The Kedoshim of Chalamish

The Friday night seudah at the Salomon home in Chalamish was about to begin. The family was also celebrating a shalom zachar in honor of the birth of a new grandchild, and the front door was open, awaiting the invited guests — when the unthinkable occurred.

At a time when Jews throughout Eretz Yisrael were making Kiddush, three lofty individuals gave their lives al kiddush Hashem, and once again, the collective heart of Am Yisrael was rent asunder.

Disguised as a Jew, a Palestinian terrorist armed with a knife invaded the house and began to viciously attack members of the family. In a matter of minutes, the family patriarch, Yosef, Hy”d, 70, and two of his children — Chaya, Hy”d, 46, and Elad, Hy”d, 36 — had been brutally murdered, and Tova Salomon, tbl”c, Yosef’s widow and the bereaved mother of Chaya and Elad, was wounded.

As we mourn these holy martyrs who were killed only because they were Jews, we grieve not for their fate — they have merited a place in Gan Eden — but for our loss. For their family, their friends, their neighbors, life will never be the same again, and the global Jewish community joins them in their grief.

What words of consolation can be offered to a mother, still recovering from her own wounds, who is mourning the murder of her husband and two of her children?

What words can be used to describe the courage of Mrs. Michal Salomon, the almanah of Elad, Hy”d, who maintained her composure under the most terrifying circumstances and, amid the mayhem, rushed her children to safety in an upstairs bedroom?

What can we tell the young orphans, who are suddenly bereft of their beloved father, grandfather and aunt?

We cannot possibly console them.
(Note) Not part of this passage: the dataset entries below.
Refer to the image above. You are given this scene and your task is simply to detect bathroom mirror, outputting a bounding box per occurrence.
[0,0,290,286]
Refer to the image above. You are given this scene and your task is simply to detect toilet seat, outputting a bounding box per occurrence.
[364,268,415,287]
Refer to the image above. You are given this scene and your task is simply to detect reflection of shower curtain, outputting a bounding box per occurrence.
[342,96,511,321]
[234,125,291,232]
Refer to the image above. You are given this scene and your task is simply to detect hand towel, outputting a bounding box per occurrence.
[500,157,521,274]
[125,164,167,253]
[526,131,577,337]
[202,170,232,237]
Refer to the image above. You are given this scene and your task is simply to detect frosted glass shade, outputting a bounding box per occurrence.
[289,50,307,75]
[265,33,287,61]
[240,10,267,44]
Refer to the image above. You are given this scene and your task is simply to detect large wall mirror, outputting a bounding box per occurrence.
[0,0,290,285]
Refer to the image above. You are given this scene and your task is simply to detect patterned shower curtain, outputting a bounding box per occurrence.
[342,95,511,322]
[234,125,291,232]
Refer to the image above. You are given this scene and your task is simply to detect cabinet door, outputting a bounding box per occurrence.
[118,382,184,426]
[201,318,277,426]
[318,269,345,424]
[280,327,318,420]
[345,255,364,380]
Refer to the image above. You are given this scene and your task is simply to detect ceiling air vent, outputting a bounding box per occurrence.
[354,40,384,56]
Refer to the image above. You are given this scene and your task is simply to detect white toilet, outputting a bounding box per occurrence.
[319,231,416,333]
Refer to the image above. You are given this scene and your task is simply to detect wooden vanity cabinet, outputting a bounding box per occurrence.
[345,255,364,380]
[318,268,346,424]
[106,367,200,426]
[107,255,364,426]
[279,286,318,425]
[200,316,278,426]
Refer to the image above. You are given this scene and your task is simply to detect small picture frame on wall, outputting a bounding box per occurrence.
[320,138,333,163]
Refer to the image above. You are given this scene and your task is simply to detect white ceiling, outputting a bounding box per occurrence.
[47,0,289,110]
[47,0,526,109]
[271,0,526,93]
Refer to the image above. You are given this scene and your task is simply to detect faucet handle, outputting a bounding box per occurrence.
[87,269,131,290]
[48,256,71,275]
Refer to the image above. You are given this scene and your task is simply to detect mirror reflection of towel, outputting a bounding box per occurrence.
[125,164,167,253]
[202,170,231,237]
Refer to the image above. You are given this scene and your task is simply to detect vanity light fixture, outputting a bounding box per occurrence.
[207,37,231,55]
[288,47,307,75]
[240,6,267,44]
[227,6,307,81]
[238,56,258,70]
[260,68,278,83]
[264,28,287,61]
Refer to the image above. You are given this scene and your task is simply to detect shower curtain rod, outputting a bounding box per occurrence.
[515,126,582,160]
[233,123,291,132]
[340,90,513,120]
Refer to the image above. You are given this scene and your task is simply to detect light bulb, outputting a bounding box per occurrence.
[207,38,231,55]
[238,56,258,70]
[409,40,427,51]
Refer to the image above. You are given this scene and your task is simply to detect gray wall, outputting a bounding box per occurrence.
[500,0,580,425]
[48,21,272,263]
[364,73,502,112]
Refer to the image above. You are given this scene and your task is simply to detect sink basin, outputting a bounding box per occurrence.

Only Hakadosh Baruch Hu can.

***

These are days of deep mourning, as we weep over the Churban of the Beis Hamikdash and the galus of our nation, as well as the many personal tragedies that have had such devastating consequences for so many individuals.

It is a time to weep; it is also a time to fortify our shattered hearts with emunah and cleave to Hashem. For it is precisely now, during these nine days of mourning, that is a most opportune time for introspection, inspiration, and strengthening our unbreakable bond with our Creator.

Shabbos Chazon is not the only Shabbos named after its haftarah. Shabbos Nachamu and Shabbos Shuvah are two others. But there is a key difference.

In the case of the other two Shabbosos, the name is not only the first word of the haftarah; it also sums up the point of the entire haftarah and, by extension, the essence of that Shabbos. The Shabbos between Rosh Hashanah and Yom Kippur is a Shabbos of teshuvah, and the Shabbos after Tishah B’Av is a Shabbos of consolation.

In contrast, “Chazon Yeshayahu — the Vision of Yeshayahu” — are the opening words of a haftarah that deals primarily with reprimand rather than prophecy for the future. Hence, a question: Why indeed is this Shabbos called Shabbos Chazon, the Shabbos of Vision?

Writing in the Warsaw ghetto amidst indescribable torment and after enduring unspeakable suffering, Harav Klonymus Kalman Shapira, the Piaseczner Rebbe, Hy”d, offered a most powerful explanation.

He gave the classic parable of a child who must undergo a painful operation. The father is well aware that it is for his son’s benefit, but still, he cannot bear to watch his son’s pain. For when he actually witnesses the pain he cannot focus on the fact that it is for his son’s benefit; all he feels is the pain of his son that he sees before his eyes.

There is, of course, a compelling reason for all our suffering, yet when Hashem “sees” — so to speak — our pain, he is overcome with rachmanus for His beloved children. The Shabbos before Tishah B’Av is a time of chazon, of vision, when Hashem sees our pain and is filled with mercy.

It is particularly moving that this is the last known dvar Torah that the Rebbe succeeded in writing down before he was killed al kiddush Hashem more than a year later.

In the merit of all the kedoshim of all the generations, in the merit of the very fact that despite all we have endured, Klal Yisrael still cleaves to Hashem, may Hakadosh Baruch Hu “see” our anguish and redeem us speedily in our days.